CRONACA SUL TRASLOCO DELLA DONAZIONE REMO BRANCA DA ROMA A IGLESIAS

L’ ANTEFATTO

Nel 1997 alla presenza delle massime cariche istituzionali viene inaugurato il Liceo Artistico sede di Iglesias e succursale  di Cagliari. Il Liceo Artistico viene intitolato all’Artista Remo Branca che tanto lustro ha dato alla città di Iglesias.

Alla presenza del figlio Prof. Francesco Paolo  viene affissa una targa nell’ingresso dell’istituto allora ubicato in Piazza San Francesco.

Contestualmente il figlio di Remo Branca, sull’onda emotiva creata dall’evento promette al Comune di Iglesias una donazione di tutto ciò che ricorda l’intensa attività artistica del padre.

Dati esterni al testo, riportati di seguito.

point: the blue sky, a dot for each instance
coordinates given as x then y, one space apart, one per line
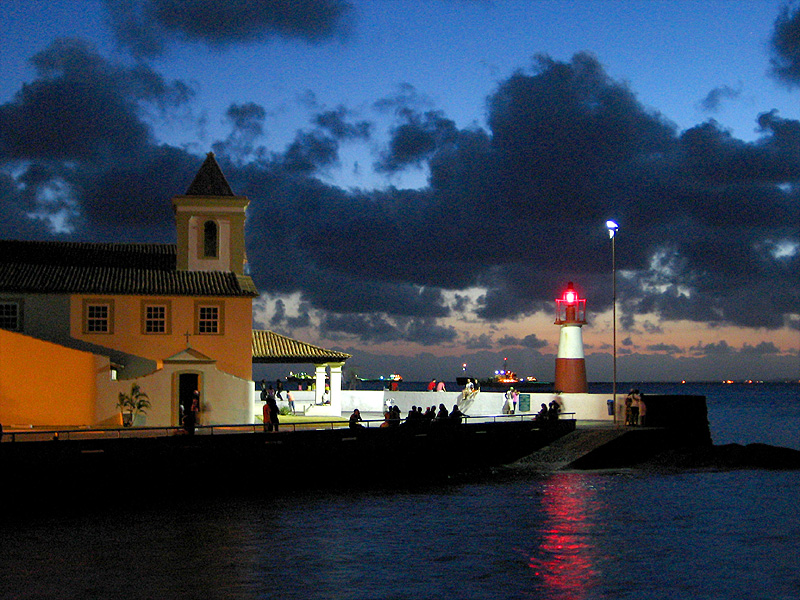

Da allora sono trascorsi 10  anni e  incomprensibilmente la donazione ha segnato il passo, rischio la inattuabilità.

IL FATTO

Nel mese di giugno 2008, nell’Archivio Storico, in occasione di una giornata dedicata alla memoria di Remo Branca, voluta con particolare enfasi dal Sindaco Pierluigi Carta,  presente Prof. Francesco Paolo, viene rilanciata con forza la donazione promessa.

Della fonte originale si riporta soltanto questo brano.